I’ve been talking about the importance of leaving room for topics that students are really interested in for a long time. Today, I want to tell you about my first experience with this:
Back in 2012, in my first year teaching the “introduction to oceanography course”, a student came up to me after the first lesson and told me that she had a part-time job in a company that builds oceanographic instrumentation: She had spotted one of the instruments the company sells on one of the slides with research cruise pictures that I had shown for motivation and could add some details on how it works. I was obviously excited to hear about her experiences and asked a couple of questions, so after a short conversation about how we both thought that knowing about practical aspects of how measurements are done is super excited, she invited us to a guided tour in her company.

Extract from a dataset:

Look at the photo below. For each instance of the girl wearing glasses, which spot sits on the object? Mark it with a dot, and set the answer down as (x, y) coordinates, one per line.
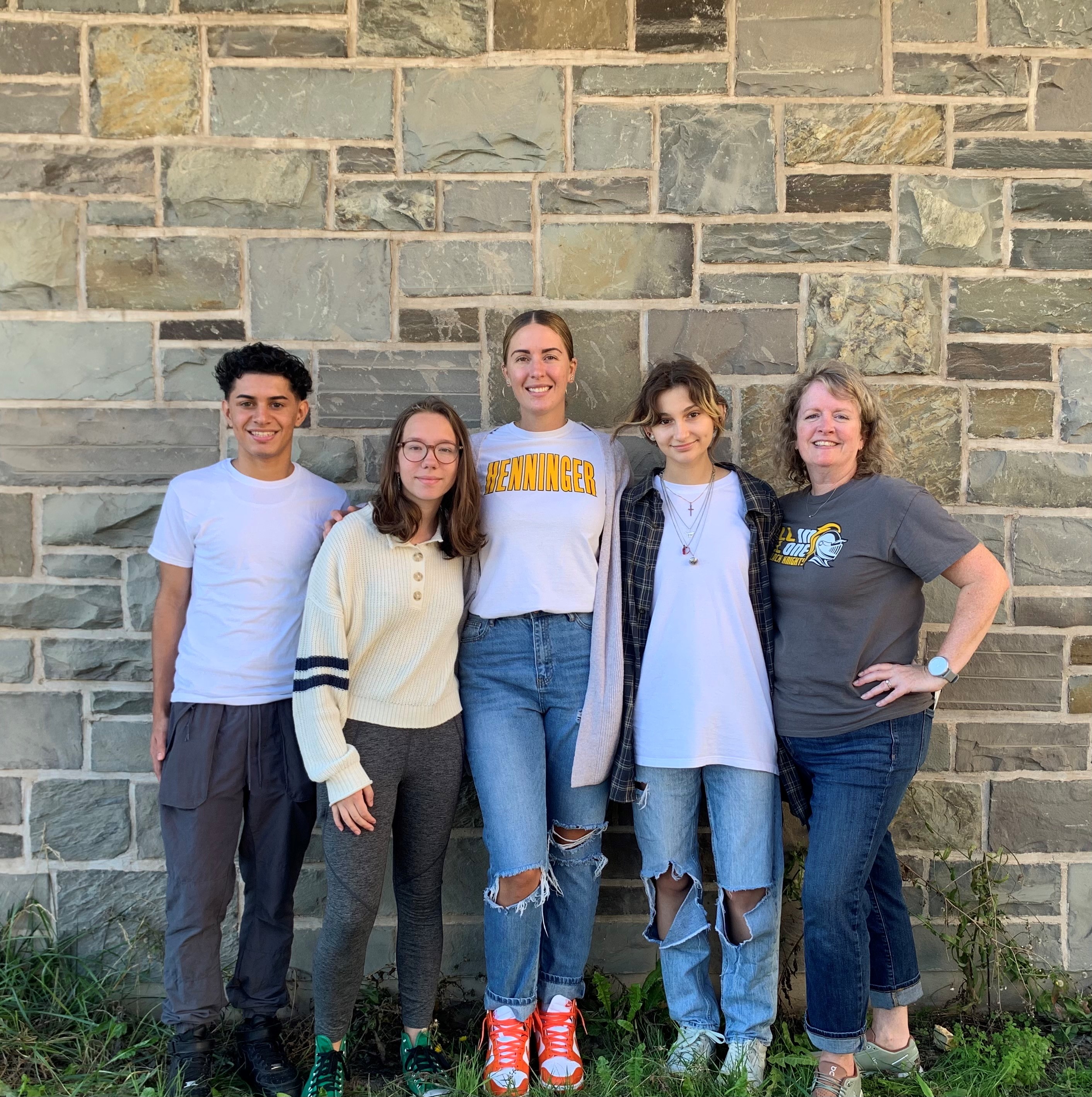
(378, 718)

A couple of weeks later, the whole class went on an excursion — with packed lunches and the whole class-trip feeling — and my student’s line manager and the student herself gave us a tour of the company. We got to see a presentation as well as doing a tour of the labs. Especially the labs were cool: My student was wearing the special kind of shoes that allowed her to walk wherever she liked, but the rest of us had to stay within narrow walkways that were marked on the floor with yellow tape so as to not bring any electric signals too close to sensitive instrumentation (or something like this, this was a loooong time ago!). And we got to see how the kind of instruments were produced that we would use on our own student cruise in this course only weeks later!
Even though I can’t remember the technical details of what we were told there (but I DO remember how they had different standards to calibrate turbidity meters with and I thought that was sooo fascinating), I vividly remember the excitement of the class, but most importantly the pride of the student who got to show us her company. The next year we went back with the next class I taught, and it was again exciting, but there was something really special about making time and going to the hassle of driving out to visit the company of one of the peers in the class.
So what I try to do now is to create this excitement and feeling of relevance because we are talking about something that came from within the group of students, by opening up opportunities where I explicitly ask for suggestions. I reserve parts of the class specifically for whatever students want to talk about, and whenever students show a special interest in a topic, I am happy to re-arrange my plans to make time for whatever is on their mind. This does get me the occasional “the red thread of this class wasn’t always clear” comment in evaluations, but I think it is so worth it (also I’m working on making the red thread clear when I return to it after any detour I might take to follow student interest ;-)).
What do you think? Have you tried this and what were your experiences?